Thursday, April 27, 2017

Paradox of the Frog

          Paradox of the Frog

This paradox unites the paradox of the boundary with the paradox of infinite parity.

It’s a sunny day at the frog pond, but a large tree is casting a dark shadow. A frog is sitting a foot into the shade. Feeling too cold, the frog jumps out of the shade and lands 1/2 foot into the bright sunlight. Feeling too warm, the frog jumps out of the sunlight and lands 1/4 foot into the shade. Feeling too cold, the frog jumps out of the shade and lands 1/8 foot into the bright sunlight. Feeling too warm, the frog jumps out of the sunlight and lands 1/16 foot into the shade. And so on; moreover, the frog’s jumps accelerate geometrically, so they are all done in finite time.

When the frog finally settles on the shade line, it has alternated between warm and cold infinitely many times. On the shade line, is the frog warm or cold?

If, like Baby Bear’s porridge, the frog is ‘just right’, then that’s a third value in addition to ‘warm’ or ‘cold’. The third value arises from an infinite alternation of the other two; so this is like asking if infinity is odd or even.

Now let us take into account the movement of the shadow. Upon reaching the shade line, the frog enters Samadhi; but then awakes an hour later to find the shade line shifted. It then makes another infinity of jumps, reaches the shade line again, and goes back to sleep. Then the shadow-line moves, and the process repeats.

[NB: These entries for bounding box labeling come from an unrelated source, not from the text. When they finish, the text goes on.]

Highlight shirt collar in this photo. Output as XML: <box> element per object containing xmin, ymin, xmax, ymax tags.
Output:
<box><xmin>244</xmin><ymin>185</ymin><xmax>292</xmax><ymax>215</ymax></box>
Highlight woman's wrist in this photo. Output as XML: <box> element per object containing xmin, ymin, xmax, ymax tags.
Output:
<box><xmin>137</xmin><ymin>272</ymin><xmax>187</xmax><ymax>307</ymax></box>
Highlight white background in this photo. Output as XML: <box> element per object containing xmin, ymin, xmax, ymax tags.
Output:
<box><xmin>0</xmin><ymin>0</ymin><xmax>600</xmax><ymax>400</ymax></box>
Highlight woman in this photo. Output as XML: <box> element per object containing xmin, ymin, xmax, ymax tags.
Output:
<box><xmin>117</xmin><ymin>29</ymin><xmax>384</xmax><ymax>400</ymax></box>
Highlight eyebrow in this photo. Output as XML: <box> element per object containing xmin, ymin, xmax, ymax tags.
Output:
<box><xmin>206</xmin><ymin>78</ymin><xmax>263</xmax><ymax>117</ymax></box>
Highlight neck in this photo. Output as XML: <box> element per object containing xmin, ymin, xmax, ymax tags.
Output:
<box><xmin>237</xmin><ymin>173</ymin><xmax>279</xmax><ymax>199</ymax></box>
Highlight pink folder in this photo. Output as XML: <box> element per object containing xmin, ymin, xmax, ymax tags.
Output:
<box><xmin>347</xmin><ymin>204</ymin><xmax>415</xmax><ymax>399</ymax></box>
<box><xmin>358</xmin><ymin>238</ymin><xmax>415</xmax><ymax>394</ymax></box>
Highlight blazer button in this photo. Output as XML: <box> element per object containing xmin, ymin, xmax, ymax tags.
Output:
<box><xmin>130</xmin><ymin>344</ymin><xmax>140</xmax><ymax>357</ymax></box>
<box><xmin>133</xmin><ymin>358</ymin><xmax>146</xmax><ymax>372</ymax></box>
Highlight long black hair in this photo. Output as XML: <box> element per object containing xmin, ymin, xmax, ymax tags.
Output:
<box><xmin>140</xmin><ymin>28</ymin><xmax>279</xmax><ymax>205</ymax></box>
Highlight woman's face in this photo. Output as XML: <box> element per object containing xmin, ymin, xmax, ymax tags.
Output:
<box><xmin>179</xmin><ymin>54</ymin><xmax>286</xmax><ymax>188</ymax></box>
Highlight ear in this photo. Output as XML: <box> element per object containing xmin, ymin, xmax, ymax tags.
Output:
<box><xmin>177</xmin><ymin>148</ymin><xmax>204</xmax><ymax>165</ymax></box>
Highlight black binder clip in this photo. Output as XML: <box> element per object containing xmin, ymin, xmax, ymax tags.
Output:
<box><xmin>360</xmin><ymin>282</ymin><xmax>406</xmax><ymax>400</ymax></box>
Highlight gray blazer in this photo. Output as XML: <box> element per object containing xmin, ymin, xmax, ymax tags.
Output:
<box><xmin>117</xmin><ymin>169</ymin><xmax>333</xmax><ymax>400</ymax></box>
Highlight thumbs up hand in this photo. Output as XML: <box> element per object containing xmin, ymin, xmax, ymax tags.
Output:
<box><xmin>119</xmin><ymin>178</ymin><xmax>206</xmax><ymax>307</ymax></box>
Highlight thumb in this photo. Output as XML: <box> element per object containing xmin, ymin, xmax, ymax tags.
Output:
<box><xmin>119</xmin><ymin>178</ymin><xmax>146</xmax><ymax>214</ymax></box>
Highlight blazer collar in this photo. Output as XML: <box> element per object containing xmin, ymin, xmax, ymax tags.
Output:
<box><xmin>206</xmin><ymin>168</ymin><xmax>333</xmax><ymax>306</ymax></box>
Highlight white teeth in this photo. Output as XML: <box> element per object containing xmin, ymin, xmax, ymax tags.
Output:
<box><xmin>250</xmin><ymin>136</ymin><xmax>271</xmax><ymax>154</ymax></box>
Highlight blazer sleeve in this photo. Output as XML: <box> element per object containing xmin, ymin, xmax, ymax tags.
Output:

By appropriately adjusting the frog’s times of waking and sleeping, we can make the frog go through any countable infinite ordinal sequence of jumps in the course of the day. Let the number of frog jumps by the end of the day to be a large countable infinite ordinal; large enough, say, to exceed any recursive ordinal naming scheme. All though that busy day the frog was warm, cold or asleep. At the moment of sunset, is the frog awake or asleep? And if awake, warm or cold?